Después de estas palabras musitadas de forma apacible, emitió una orden en voz alta y grave. Antes de que me diera cuenta de lo que sucedía, me taparon la boca con un pañuelo y lo ataron con firmeza. ¡En menos tiempo del que se tarda en escribirlo, un experto invisible que estaba a mis espaldas me ató las muñecas y los tobillos! Con el rabillo del ojo izquierdo, veía la hoja curvada del puñal. El doctor Fu-Manchú en ningún momento movió un solo músculo. Quise gritar, pero no pude. Oí otra orden gutural y la hoja desapareció. El individuo del puñal avanzó un paso y vi a un hombre corpulento de piel amarilla vestido con un traje azul que le quedaba pequeño. Inmediatamente lo reconocí como uno de los hombres que me habían atacado la noche que vi a Ardatha por primera vez. Era bajo de estatura, pero muy fuerte y, sin ceremonias, se inclinó, me levantó, me cargó sobre su hombro y me sacó de la habitación como si fuera un saco.
Lo último que vi fue la inmóvil y aterradora figura del sofá…
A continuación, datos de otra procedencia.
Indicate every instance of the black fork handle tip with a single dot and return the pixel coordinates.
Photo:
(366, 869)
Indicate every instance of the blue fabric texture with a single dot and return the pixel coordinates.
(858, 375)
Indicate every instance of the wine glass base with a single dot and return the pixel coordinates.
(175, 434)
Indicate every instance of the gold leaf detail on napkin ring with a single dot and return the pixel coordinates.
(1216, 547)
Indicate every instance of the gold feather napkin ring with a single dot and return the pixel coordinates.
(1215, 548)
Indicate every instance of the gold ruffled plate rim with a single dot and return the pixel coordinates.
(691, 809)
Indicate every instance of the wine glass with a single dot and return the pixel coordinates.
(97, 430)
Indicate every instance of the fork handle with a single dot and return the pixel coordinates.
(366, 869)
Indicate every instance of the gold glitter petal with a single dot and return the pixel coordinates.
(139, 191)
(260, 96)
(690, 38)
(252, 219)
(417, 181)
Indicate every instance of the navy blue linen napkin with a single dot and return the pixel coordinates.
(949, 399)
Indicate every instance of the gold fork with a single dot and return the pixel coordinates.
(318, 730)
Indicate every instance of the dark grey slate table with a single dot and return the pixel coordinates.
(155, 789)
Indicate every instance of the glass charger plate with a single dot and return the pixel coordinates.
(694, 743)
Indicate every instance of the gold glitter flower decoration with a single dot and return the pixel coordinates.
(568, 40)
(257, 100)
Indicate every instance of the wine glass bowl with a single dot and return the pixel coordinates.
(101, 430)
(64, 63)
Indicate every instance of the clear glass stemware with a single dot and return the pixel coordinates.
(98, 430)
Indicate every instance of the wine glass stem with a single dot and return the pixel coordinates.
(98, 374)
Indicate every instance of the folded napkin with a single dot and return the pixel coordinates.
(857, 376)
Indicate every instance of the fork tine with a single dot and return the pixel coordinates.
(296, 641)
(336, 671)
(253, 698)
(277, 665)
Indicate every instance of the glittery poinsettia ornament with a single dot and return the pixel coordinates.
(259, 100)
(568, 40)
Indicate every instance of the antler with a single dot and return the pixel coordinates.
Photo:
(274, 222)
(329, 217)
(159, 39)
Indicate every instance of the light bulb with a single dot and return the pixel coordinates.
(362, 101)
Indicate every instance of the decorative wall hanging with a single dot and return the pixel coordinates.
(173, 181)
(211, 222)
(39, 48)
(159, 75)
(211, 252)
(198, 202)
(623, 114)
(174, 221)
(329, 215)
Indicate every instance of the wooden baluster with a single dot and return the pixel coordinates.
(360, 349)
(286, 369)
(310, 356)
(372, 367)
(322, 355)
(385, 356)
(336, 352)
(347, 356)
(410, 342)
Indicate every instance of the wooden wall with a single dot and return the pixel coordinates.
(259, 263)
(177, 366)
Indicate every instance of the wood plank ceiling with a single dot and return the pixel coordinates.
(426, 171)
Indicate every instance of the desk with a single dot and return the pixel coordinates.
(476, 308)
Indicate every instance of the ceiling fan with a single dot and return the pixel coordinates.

Fui transportado escaleras abajo, impotente como una gallina sujeta por las patas. Teniendo en cuenta mi peso, se trataba de una hazaña sorprendente. Pasamos a través de la cortina del bar y seguimos por un corredor. El temor a una muerte inminente casi se veía superado por la repugnancia que me producía aquella criatura sedienta de sangre. Otro de los malcarados esbirros del doctor Fu-Manchú abrió una puerta, y el olor a humedad, junto con el sonido de los pasos sobre un suelo de piedra, me indicaron que bajábamos a las bodegas. Ahogué algo parecido a un grito de pánico porque, aunque no se trataba de la primera vez desde que conocí al doctor chino, sentí la mano helada del terror absoluto: de aquellas bodegas no saldría nunca con vida.